At 88 years of age, with all his construction experience, with the added wisdom about wood inherited from his late father -a ship builder-, and with all the love in the world for his wife, he begins to build with his own hands what will be their home for their last years of life together.
It is at this time that he receives the first visit from the town planning official, who asks him for all sorts of technical documentation, to fill out endless forms and, of course, the corresponding payment of fees to the town hall.
It is clear to him that this is merely an excuse for the city council to get more money from the taxpayers and to justify the salary of an unnecessary public employee, and although he does not have great economic means, he decides to pay up in order not to get into more trouble.
But his problems, far from ending, have only just begun. He is subjected to multiple inspections, and even though his house far exceeds all quality and safety standards, he is always missing some paperwork, some official certification, or some special permit hidden among the endless small print of regulations.
As the real Mr. Morrison said, “I thought this was a free country, that we had freedoms and rights as before, but I was sadly mistaken. All I wanted to do was build a house, and I was treated like some kind of dangerous outlaw.”
He had to face up to six trials under the threat of demolition and jail, but he never gave up and continued to build his house in his own way. The deterioration of his wife’s health was accelerated by all this anguish, but it was clear to him that after each trial he would either sleep in his new home with his wife or sleep in jail, but would never give in to government aggression.
Still Mine and the Principles of Freedom
Still Mine shows Mr. Morrison’s heroic behavior. When everything around him was pushing him to institutionalize his wife in a nursing home and to give up, at the age of 90 he remained firm, independent and free. He did what he knew was right even if it wasn’t legal, being loyal to his wife and his principles.
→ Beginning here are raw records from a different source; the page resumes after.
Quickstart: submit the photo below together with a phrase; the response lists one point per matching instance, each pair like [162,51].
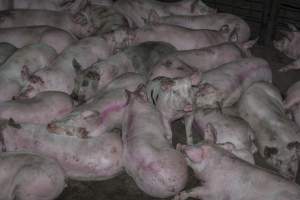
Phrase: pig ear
[167,84]
[228,146]
[77,66]
[196,78]
[89,113]
[234,37]
[225,28]
[141,92]
[153,16]
[292,27]
[250,43]
[195,154]
[210,133]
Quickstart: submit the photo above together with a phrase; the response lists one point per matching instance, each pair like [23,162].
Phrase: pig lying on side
[230,130]
[56,5]
[6,50]
[138,59]
[20,66]
[183,63]
[101,113]
[89,159]
[138,12]
[157,168]
[41,109]
[278,138]
[181,38]
[225,176]
[289,45]
[20,37]
[291,103]
[61,74]
[223,86]
[30,177]
[172,97]
[79,25]
[211,22]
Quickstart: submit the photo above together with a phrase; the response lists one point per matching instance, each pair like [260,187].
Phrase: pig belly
[88,159]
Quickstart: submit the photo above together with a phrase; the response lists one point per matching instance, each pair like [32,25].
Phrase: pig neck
[139,115]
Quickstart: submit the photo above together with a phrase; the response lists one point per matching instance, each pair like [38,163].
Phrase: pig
[291,102]
[223,86]
[172,97]
[225,176]
[73,6]
[148,157]
[228,129]
[6,50]
[61,74]
[20,37]
[138,12]
[211,22]
[78,25]
[184,63]
[89,159]
[28,176]
[289,44]
[101,113]
[106,19]
[181,38]
[21,65]
[138,59]
[41,109]
[6,5]
[276,135]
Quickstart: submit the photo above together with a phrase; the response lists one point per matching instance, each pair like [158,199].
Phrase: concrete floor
[123,187]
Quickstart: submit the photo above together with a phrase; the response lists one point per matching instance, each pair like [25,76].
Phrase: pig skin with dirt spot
[181,38]
[20,37]
[138,59]
[277,136]
[211,22]
[139,12]
[41,109]
[184,63]
[157,168]
[225,176]
[224,85]
[82,159]
[78,25]
[26,176]
[101,113]
[61,74]
[21,65]
[6,50]
[229,129]
[54,5]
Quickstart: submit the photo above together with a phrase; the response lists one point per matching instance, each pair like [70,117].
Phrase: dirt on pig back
[123,187]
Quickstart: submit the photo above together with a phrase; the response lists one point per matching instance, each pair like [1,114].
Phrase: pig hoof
[36,79]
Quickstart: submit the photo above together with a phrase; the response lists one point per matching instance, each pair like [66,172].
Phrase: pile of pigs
[89,89]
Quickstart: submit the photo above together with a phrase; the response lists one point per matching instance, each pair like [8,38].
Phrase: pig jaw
[284,161]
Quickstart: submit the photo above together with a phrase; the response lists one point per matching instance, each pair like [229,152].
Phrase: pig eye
[293,145]
[270,151]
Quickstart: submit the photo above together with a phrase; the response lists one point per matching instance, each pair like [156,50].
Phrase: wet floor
[123,187]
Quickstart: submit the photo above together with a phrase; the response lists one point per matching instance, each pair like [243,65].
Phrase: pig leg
[168,129]
[196,193]
[188,129]
[292,66]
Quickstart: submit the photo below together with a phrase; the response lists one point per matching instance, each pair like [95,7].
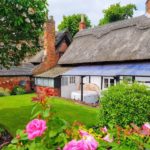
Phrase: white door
[108,81]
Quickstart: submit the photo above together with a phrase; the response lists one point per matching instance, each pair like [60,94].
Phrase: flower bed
[46,132]
[5,137]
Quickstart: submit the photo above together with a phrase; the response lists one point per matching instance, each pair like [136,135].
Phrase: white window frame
[109,84]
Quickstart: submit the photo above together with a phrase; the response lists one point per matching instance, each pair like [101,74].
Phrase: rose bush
[46,132]
[35,128]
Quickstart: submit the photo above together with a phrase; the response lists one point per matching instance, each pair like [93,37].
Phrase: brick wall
[51,57]
[11,82]
[54,91]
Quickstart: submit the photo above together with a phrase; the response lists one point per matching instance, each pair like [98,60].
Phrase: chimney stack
[49,37]
[50,57]
[82,24]
[148,8]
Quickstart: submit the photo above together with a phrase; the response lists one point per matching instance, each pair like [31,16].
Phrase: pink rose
[146,129]
[86,143]
[35,128]
[108,139]
[104,130]
[83,133]
[71,145]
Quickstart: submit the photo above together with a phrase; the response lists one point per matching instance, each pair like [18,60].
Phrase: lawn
[15,111]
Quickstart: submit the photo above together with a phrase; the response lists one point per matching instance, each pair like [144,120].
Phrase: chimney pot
[82,24]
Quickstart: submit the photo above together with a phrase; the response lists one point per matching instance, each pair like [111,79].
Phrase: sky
[92,8]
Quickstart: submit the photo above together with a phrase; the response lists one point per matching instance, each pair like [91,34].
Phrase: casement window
[108,81]
[72,80]
[64,81]
[44,82]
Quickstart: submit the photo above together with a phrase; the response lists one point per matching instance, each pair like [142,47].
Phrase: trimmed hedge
[124,104]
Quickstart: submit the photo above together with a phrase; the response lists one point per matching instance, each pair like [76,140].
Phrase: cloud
[93,8]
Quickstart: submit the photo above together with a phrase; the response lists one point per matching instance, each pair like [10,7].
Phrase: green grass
[15,111]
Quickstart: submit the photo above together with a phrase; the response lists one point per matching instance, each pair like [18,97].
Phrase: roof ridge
[141,22]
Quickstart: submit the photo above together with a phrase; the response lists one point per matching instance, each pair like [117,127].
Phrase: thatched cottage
[102,56]
[55,45]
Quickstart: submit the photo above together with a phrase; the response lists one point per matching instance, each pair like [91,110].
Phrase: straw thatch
[126,40]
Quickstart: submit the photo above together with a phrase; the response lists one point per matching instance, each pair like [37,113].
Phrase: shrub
[4,92]
[48,132]
[124,104]
[18,90]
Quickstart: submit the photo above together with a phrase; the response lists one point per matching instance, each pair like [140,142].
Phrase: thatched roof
[60,36]
[126,40]
[54,72]
[22,70]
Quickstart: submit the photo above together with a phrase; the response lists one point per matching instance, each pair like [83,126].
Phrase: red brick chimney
[148,7]
[50,57]
[82,24]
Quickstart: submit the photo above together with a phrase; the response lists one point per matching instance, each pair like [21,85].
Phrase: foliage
[72,23]
[4,92]
[59,135]
[21,104]
[18,90]
[124,104]
[21,25]
[116,12]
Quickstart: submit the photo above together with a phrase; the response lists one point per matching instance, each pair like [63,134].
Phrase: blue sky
[93,8]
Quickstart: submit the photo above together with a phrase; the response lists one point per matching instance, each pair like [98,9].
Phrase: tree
[72,23]
[21,25]
[116,12]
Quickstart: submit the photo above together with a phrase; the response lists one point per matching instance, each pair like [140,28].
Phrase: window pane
[64,81]
[105,83]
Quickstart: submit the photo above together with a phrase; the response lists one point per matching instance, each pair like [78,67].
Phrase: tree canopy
[117,12]
[72,23]
[21,24]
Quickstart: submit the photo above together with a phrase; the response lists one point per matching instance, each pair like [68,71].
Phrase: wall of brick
[54,91]
[11,82]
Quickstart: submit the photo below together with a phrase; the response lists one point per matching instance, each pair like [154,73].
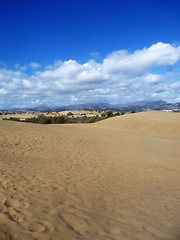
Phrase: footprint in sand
[2,198]
[41,226]
[16,204]
[14,215]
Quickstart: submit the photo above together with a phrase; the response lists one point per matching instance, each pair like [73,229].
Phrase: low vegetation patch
[66,119]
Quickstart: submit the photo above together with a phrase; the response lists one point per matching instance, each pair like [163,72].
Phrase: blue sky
[68,52]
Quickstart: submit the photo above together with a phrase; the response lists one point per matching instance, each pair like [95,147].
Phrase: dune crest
[115,179]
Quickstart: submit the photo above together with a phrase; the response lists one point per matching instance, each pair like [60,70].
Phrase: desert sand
[118,179]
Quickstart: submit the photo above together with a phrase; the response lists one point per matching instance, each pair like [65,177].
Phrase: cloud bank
[148,74]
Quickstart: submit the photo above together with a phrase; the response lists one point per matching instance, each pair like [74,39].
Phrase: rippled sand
[118,179]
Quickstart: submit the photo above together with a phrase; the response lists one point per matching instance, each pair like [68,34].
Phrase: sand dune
[111,180]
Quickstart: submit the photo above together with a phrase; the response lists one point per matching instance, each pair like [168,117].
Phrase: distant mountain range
[137,106]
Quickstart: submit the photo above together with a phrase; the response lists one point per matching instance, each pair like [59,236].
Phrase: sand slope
[115,179]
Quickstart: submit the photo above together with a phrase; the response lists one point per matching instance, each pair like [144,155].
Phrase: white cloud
[121,77]
[34,65]
[153,78]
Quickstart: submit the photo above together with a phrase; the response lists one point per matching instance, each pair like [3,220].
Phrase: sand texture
[118,179]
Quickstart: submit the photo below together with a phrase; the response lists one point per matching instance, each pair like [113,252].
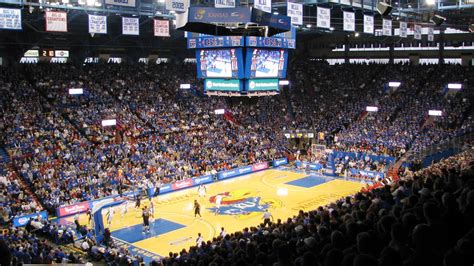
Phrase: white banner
[98,24]
[417,32]
[130,26]
[403,29]
[387,27]
[324,18]
[162,28]
[265,5]
[295,11]
[10,19]
[130,3]
[349,21]
[56,21]
[224,3]
[177,5]
[368,24]
[430,34]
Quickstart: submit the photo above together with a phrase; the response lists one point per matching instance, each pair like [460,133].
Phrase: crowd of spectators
[425,218]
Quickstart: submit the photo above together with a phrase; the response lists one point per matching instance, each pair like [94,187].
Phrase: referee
[197,209]
[146,220]
[266,218]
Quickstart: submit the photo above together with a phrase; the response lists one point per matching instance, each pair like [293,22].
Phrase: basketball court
[174,227]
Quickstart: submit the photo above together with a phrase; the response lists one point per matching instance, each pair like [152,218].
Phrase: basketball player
[218,203]
[89,214]
[197,209]
[266,218]
[202,190]
[125,208]
[199,240]
[137,203]
[223,232]
[110,216]
[152,210]
[146,220]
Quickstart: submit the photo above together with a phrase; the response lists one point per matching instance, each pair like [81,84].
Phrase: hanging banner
[324,18]
[162,28]
[264,5]
[430,34]
[98,24]
[387,27]
[130,3]
[224,3]
[10,19]
[368,24]
[403,29]
[349,21]
[56,21]
[295,11]
[130,26]
[417,32]
[177,5]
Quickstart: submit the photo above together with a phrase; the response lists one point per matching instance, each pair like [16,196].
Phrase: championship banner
[10,19]
[417,32]
[349,21]
[368,24]
[56,21]
[324,18]
[98,24]
[387,27]
[264,5]
[177,5]
[295,11]
[224,3]
[430,34]
[24,219]
[403,29]
[162,28]
[129,3]
[130,26]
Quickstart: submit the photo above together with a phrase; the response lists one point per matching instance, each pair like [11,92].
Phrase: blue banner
[353,155]
[23,220]
[203,180]
[166,188]
[215,42]
[279,162]
[371,174]
[268,19]
[312,166]
[219,15]
[234,172]
[270,42]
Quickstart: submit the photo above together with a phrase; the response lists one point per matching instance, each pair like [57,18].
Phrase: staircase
[14,175]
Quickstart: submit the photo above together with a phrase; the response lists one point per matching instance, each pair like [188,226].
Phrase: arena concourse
[309,175]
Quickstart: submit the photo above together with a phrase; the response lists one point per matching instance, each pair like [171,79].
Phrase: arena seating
[60,151]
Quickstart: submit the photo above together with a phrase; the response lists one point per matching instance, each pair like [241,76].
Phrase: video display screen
[265,63]
[220,63]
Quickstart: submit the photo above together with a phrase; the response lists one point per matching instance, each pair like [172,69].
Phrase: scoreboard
[241,66]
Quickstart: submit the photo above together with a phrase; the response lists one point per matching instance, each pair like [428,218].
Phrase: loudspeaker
[437,20]
[384,8]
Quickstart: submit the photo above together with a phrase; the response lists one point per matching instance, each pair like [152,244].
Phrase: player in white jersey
[202,190]
[199,240]
[124,208]
[110,216]
[152,210]
[218,203]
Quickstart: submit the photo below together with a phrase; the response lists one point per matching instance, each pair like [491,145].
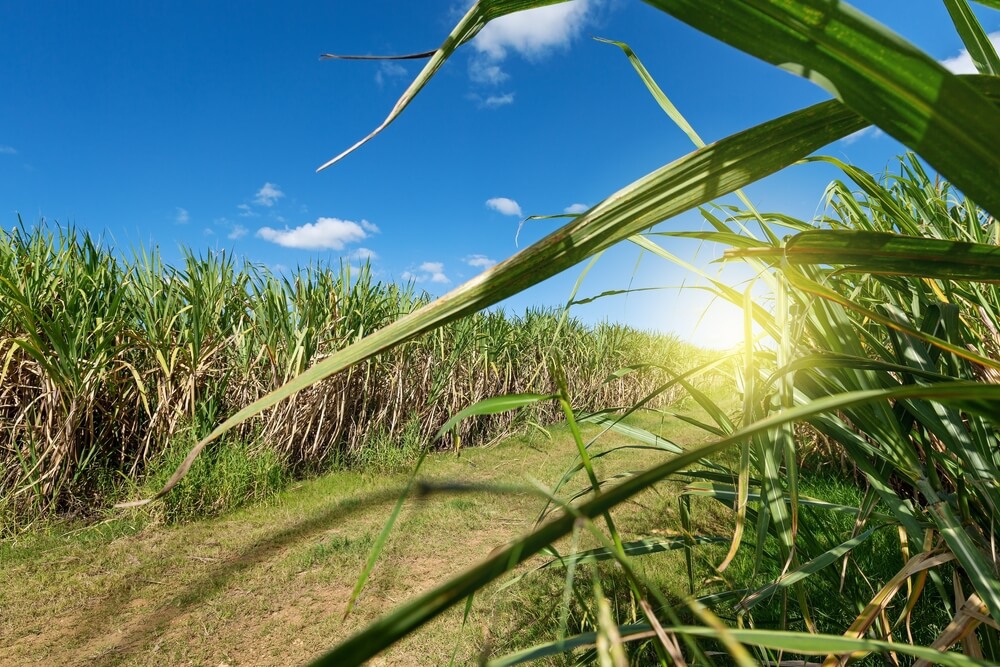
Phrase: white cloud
[436,271]
[504,205]
[388,69]
[870,131]
[324,234]
[962,63]
[268,194]
[534,32]
[432,271]
[482,69]
[247,212]
[480,261]
[494,101]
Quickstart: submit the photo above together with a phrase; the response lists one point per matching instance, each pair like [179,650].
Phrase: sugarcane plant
[873,331]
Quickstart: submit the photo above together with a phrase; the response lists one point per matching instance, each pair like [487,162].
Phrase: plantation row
[107,360]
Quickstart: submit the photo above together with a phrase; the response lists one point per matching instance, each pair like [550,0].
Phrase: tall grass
[878,333]
[109,361]
[879,336]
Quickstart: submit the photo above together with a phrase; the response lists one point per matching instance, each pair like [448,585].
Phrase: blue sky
[201,124]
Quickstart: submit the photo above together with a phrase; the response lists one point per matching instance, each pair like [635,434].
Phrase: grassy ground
[268,585]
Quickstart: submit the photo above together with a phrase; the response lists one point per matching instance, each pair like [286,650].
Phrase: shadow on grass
[142,630]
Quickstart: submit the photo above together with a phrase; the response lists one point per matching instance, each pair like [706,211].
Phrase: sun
[718,326]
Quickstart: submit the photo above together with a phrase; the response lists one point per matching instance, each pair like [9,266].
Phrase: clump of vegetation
[233,474]
[876,326]
[104,358]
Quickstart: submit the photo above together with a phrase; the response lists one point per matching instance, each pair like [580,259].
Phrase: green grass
[267,583]
[107,357]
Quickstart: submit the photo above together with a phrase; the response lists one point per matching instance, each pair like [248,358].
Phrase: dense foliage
[108,360]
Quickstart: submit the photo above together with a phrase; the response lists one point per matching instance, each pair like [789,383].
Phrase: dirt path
[268,585]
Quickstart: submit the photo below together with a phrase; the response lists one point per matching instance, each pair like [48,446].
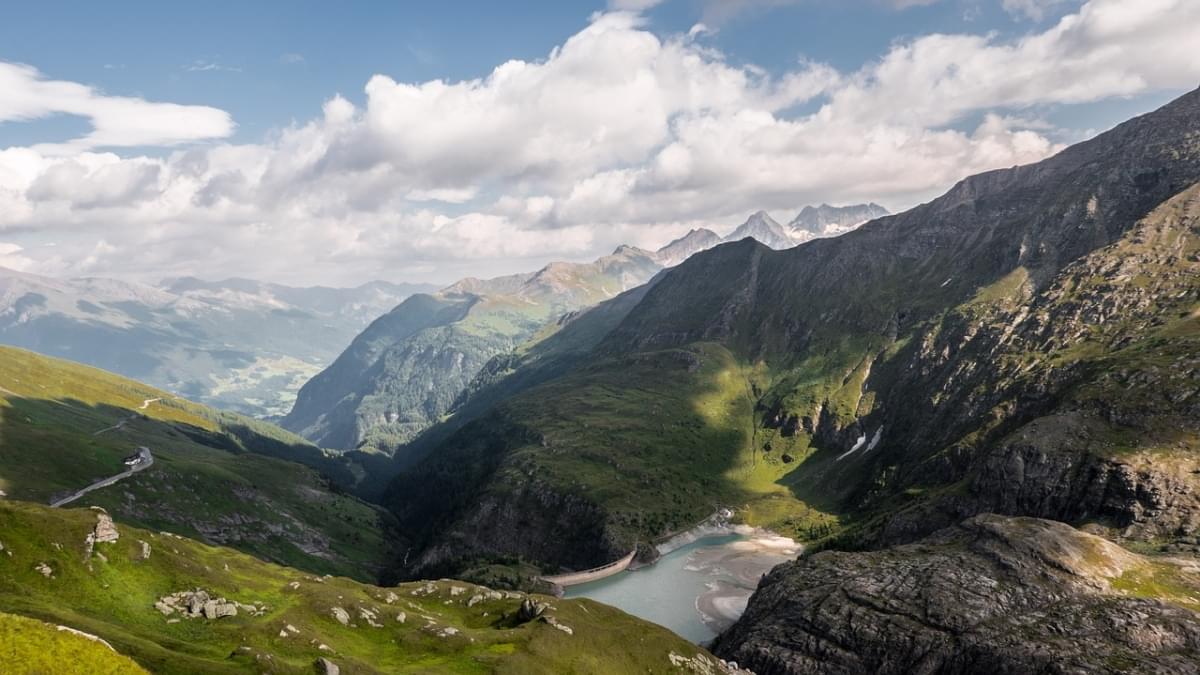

The government, justifying itself through the typical recourse of “this is for your own good,” was unmasked as cruel, soulless, and lacking in compassion. Craig Morrison eventually won as David did against Goliath; and not only did he triumph in court, but he emerged as a true moral victor, demonstrating that there are still people willing to defend their lives, freedom and property.
Unfortunately, shortly after the release of Still Mine, Mr. Morrison died in February 2013 at the age of 93. In August of that same year, his wife Irene died at the age of 87. But both died as free people, owners of their lives and of the house that the government failed to tear down.